Tree testing is a UX Design method for verifying that users easily find content in an interactive product's information architecture. The method consists in asking participants (real users) to find navigation paths in the clickable tree corresponding to the product's menu / sub-menu structure.
Write down the tree as an indented text outline
The first step is to write down the outline or tree structure (categories and subcategories) labeling and relating the various screens or pages that make up an early product prototype. Doing so comprehensively helps scope how many different screens and features will need to be wireframed, designed, and developed while giving a sense of how long (as in how many steps) are users' primary tasks and how complex is a typical usage scenario with the product.
Formulate a scenario of goal-based tasks
The second step is to craft up to an up to 10 tasks instructions to find a page or location in a tree using a top-down approach. Just like in usability testing, writing good tasks is the key to performing tree test studies.
For example, if you want to test the findability (vs. discoverability) of the billing page in your product, you need a task that asks participants to find or locate such a page. For example: “You've received a refund and want to verify how it has been applied to your bill”.
It is important to make these task instructions:
- short: no more than 2 clauses
- to the point: sometimes, attempts to create a naturalistic-sounding scenario lead to misleading signals that lead the participants in conflicting directions. Think here: writing a task with several focal points is as poor design as writing a survey question that compounds several qualifiers (e.g., how likely are you to buy or borrow this app?)
- nonleading: when phrasing a task, avoid matching keywords in the tree
A good scenario comprises tasks to destination labels that are highly expected for this type of product (e.g., upload a photo and save it in a folder for a photo-sharing app) as well as destinations that make up the uniqueness of the prototype (e.g., schedule the sharing of your vacations photos at the end of this quarter).
Recruiting Tree Testing Participants
It is recommended that the participants recruited into tree testing studies form a representative audience meaning they match the demographic profile of real users on the site. Tree tests are fairly quick to administer since they are excellent candidates for unmoderated sessions and quantitative data analysis. Actionable patterns start emerging between 10 and 50 participants.
The positioning at UXbeam differs here though. What we've learned by conducting hundreds of tree tests and optimizations is that it often takes a few retests (or iterations) for the UX folks or the product team behind an initial tree to catch and fix benign labeling and structure mistakes. It then takes a few iterations to fix any major task instructions, tree labeling, structure, or paths issues.
In essence, running those tests on a non-targetted and naive audience is not only as effective. It is also way quicker, for that recruiting a targetted audience takes more time, coordination, and screening.

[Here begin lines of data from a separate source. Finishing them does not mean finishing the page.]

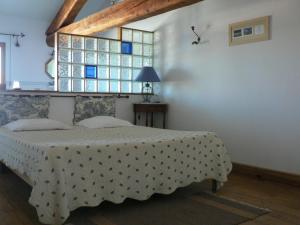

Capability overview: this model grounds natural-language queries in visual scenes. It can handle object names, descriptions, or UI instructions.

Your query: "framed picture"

[229,16,271,46]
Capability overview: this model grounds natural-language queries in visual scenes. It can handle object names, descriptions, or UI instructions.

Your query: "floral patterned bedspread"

[0,126,232,224]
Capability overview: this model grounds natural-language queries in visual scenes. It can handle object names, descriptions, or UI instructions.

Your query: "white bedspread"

[0,127,232,224]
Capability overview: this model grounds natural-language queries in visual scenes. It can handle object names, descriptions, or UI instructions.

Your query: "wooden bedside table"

[133,103,168,129]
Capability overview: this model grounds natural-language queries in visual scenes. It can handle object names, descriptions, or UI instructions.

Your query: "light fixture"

[191,26,201,45]
[135,66,160,102]
[0,33,25,48]
[12,80,21,90]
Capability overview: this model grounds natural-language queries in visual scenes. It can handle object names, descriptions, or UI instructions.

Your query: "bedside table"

[133,103,168,129]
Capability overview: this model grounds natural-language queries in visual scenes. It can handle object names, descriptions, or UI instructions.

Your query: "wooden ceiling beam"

[59,0,202,35]
[46,0,87,46]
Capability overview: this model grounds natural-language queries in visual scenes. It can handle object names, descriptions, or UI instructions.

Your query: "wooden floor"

[0,173,300,225]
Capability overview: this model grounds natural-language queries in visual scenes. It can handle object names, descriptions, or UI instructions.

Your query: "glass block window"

[56,28,153,94]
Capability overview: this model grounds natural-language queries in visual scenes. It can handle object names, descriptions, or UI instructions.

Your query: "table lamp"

[135,66,160,102]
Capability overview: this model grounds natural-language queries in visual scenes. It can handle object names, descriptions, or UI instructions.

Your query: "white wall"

[0,14,52,89]
[144,0,300,174]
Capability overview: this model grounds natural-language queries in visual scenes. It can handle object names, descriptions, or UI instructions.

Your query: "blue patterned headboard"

[0,94,49,126]
[73,96,116,124]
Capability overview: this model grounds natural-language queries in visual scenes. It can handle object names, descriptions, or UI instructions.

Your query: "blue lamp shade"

[135,66,160,82]
[85,65,98,79]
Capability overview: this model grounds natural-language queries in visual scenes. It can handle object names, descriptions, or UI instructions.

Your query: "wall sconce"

[12,80,21,90]
[0,33,25,48]
[191,26,201,45]
[191,24,211,45]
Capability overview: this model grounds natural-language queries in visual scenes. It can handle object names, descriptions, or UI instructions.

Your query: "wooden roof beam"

[59,0,202,35]
[46,0,87,46]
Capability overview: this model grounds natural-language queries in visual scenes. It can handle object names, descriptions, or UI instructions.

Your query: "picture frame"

[229,16,271,46]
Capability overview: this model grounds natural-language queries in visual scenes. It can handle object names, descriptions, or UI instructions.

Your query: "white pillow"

[77,116,133,128]
[4,119,72,131]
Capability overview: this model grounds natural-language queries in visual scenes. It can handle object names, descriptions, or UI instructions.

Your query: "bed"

[0,94,232,224]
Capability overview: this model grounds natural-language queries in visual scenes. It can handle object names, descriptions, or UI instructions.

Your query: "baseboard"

[232,163,300,187]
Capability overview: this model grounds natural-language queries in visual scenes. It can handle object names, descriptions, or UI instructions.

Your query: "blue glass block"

[121,41,132,55]
[85,65,98,79]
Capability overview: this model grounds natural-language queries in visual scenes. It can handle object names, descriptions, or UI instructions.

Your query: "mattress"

[0,126,232,224]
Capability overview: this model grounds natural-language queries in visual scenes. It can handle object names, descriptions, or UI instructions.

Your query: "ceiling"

[0,0,110,23]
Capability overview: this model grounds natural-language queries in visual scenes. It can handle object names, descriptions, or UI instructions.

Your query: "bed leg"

[211,180,218,193]
[0,162,7,174]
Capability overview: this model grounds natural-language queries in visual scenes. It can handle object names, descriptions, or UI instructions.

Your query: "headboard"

[73,96,116,124]
[0,94,49,126]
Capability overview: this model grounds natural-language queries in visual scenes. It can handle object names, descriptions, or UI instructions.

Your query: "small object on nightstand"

[133,103,168,129]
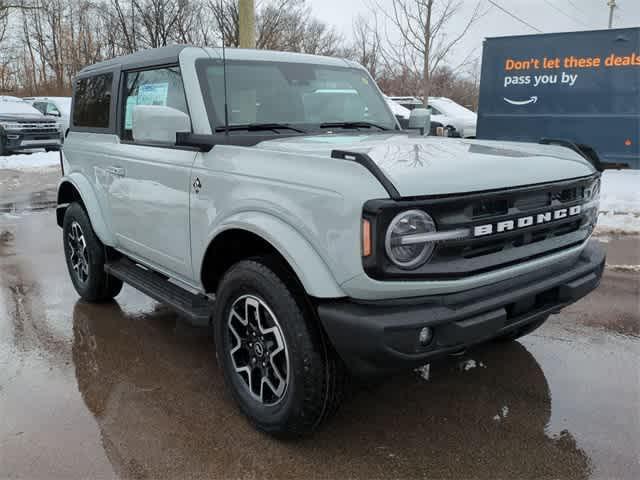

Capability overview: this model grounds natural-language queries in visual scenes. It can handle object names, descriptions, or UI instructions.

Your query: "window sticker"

[124,95,138,130]
[124,82,169,130]
[138,82,169,106]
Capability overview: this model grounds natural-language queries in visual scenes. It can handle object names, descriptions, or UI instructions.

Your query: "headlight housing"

[385,210,436,270]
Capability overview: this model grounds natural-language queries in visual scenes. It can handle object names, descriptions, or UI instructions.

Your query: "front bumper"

[317,241,605,376]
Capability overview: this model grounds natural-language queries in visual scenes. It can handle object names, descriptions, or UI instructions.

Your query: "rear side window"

[73,73,113,128]
[122,66,189,141]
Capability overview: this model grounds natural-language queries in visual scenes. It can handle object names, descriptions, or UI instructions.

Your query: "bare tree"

[370,0,486,99]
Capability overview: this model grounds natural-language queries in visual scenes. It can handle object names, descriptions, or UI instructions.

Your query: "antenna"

[220,0,229,135]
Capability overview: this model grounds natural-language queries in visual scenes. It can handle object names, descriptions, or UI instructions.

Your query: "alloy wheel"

[67,221,89,283]
[227,295,289,406]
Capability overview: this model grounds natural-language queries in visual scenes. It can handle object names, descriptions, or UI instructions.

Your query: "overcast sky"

[309,0,640,70]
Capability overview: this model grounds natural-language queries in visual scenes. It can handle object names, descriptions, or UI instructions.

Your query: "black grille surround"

[363,174,600,280]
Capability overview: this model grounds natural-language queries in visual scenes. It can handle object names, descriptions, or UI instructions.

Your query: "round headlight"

[385,210,436,270]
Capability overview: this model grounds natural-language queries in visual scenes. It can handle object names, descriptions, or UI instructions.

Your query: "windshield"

[198,60,396,131]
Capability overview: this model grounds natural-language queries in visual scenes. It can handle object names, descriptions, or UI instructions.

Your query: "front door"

[107,66,197,281]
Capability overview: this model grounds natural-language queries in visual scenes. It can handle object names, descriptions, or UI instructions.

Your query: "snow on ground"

[0,151,60,170]
[596,170,640,235]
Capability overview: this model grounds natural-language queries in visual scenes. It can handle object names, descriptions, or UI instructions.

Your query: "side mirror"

[409,108,431,135]
[132,105,191,145]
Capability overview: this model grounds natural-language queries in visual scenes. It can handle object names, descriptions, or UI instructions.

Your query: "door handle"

[107,167,125,177]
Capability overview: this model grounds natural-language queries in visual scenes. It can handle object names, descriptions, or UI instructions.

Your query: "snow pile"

[596,170,640,234]
[0,151,60,170]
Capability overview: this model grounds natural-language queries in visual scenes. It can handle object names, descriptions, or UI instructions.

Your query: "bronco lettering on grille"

[473,205,582,237]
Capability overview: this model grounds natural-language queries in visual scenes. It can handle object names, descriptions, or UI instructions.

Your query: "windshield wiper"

[216,123,307,133]
[320,122,389,130]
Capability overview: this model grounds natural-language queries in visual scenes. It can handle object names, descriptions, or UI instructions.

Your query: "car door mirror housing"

[132,105,191,145]
[409,108,431,134]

We recommended making sure that most findability issues have been smoothed out by spending 1-2 hours optimizing a tree in unmoderated settings and with naive non-targeted participants. Then the optimized tree is ready to show to a small group of representative users and serves as a medium to collect qualitative or attitudinal feedback, on an early prototype that is already fairly easy to navigate and comprehend.
The quantitative data typically garnered during a tree test fall into the following categories:
- Success: whether a task instruction leads participants to the expected destination
- Directness: Whether the participants could find the correct destination without backtracking
- Alternate outcomes: cases where participants abandoned, declared the task not supported by the tree, or were convinced another destination was the right one
- Number of steps taken to perform each given task
- Paths or routes participants took up and down the tree while completing each task.
Depending on the desired granularity of analysis, these insights can be expressed in counts, averages, percentages, etc. At UXbeam though, we've found that the tree test data are more actionable when boiled down to these essentials:
- the predominant task outcome: Direct, Indirect, Elsewhere, Abandoned, and Non Existent
- the number of steps per task
- the predominant path for the task that captures the most frequent routes taken by the participants and prunes infrequent clicks or detours.
These results should then be articulated to answer the following key questions:
By analyzing the collected data, you can confirm or refute your hypothesis as to whether the designed navigation is useful for users.